Зимой приехал к нам Федор, «самоволкой» покинув Саратов на два дня. Уговаривал меня вернуться, обещал внимание и заботу — видно, все же понимал, что замучил. Но для меня та жизнь была уже отрезана, и эту, тоже нелегкую, суровую, но согретую мамой, я приняла как спасение. Дочка не признала отца, спряталась от него под стол, насилу уговорили вылезти. Он огорчался, мама жалела его, и мне тоже было его жалко.
В начале 1936 года, зимой, к нам приехала матушка Анастасия Николаевна с плохими вестями. Федора арестовали, он был препровожден в Москву, а затем отправлен в Воркутинские лагеря. Матушка спрашивала, как быть с вещами, оставшимися в Саратове, я просила ее забрать всё себе, кроме моих платьев (теплые вещи Федор мне привез).
О его дальнейшей судьбе я узнала только после войны. В лагере он работал на шахтах, заболел цингой, был отправлен в медпункт, где врач приспособил его к фельдшерской работе и тем спас от смерти (в годы войны заключенных морили голодом). После победы Федор был освобожден — «сактирован», списан по болезни. Остался служить в Воркуте экономистом на шахтах, женился.
Посылка, единственная, какую я послала ему в 36-м году, собрав всё самонужнейшее, до него не дошла. Вероятно, пропаже ее поспособствовала новая рубашка, положенная в ящик. Всё это я узнала от него самого в единственную нашу встречу в 1954 году. Тогда же он признал мою правоту, сказав: «Давно следовало меня бросить».

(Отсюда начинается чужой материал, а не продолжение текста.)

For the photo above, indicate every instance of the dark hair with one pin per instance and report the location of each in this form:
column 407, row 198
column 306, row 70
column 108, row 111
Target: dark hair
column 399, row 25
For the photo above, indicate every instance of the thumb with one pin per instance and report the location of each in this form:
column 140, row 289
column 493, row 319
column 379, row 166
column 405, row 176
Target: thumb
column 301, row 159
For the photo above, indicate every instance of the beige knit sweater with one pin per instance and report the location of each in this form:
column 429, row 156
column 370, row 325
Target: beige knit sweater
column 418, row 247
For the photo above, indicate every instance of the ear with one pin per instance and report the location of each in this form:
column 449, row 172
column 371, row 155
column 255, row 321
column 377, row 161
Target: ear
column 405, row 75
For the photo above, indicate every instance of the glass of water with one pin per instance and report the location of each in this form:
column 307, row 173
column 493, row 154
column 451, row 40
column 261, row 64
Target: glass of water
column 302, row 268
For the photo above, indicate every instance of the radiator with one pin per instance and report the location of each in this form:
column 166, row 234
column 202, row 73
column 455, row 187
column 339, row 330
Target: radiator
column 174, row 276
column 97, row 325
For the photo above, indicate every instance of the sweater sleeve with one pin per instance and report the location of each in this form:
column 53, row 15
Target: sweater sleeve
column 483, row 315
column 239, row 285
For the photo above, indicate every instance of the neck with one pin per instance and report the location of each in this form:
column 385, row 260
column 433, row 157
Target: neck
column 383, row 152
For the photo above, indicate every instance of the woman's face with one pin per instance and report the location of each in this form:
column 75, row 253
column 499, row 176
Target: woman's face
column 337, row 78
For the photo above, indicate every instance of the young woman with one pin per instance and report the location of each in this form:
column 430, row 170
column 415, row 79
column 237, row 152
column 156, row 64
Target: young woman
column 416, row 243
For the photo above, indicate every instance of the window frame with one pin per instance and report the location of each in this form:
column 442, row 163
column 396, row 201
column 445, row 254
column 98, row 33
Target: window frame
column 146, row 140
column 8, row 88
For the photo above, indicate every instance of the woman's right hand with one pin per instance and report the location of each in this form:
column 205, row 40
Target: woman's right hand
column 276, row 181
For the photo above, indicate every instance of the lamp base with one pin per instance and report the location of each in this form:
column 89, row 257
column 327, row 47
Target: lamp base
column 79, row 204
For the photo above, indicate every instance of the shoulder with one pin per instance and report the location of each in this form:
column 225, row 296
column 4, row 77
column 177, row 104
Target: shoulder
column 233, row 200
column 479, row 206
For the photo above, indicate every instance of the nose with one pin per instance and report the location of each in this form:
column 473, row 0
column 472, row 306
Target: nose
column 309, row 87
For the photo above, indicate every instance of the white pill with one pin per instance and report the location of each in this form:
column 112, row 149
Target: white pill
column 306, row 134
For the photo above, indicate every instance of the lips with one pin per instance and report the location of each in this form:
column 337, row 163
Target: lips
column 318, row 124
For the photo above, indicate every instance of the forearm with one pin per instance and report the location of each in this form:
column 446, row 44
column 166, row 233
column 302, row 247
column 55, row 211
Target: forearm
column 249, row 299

Весной 36-го года Танечка заболела дизентерией, очень остро. Ребенок истаивал на глазах. Виновата была я сама: привезла из Москвы первые южные абрикосы, спелые, красивые, вымыла, разложила на тарелочке и поднесла дочке — выбирай. Один плод был больше остальных, румянее. Такой спелый, что капельки сока просачивались сквозь треснувшую кожицу. Танечка выбрала именно его. Что-то дрогнуло во мне — «не надо» (из-за трещинки), но я не вняла этому предостережению. Часа через три ей стало плохо, болезнь забирала ее беспощадно. Толя примчал на музейных лошадях старого земского врача, он лечил и спас дочку.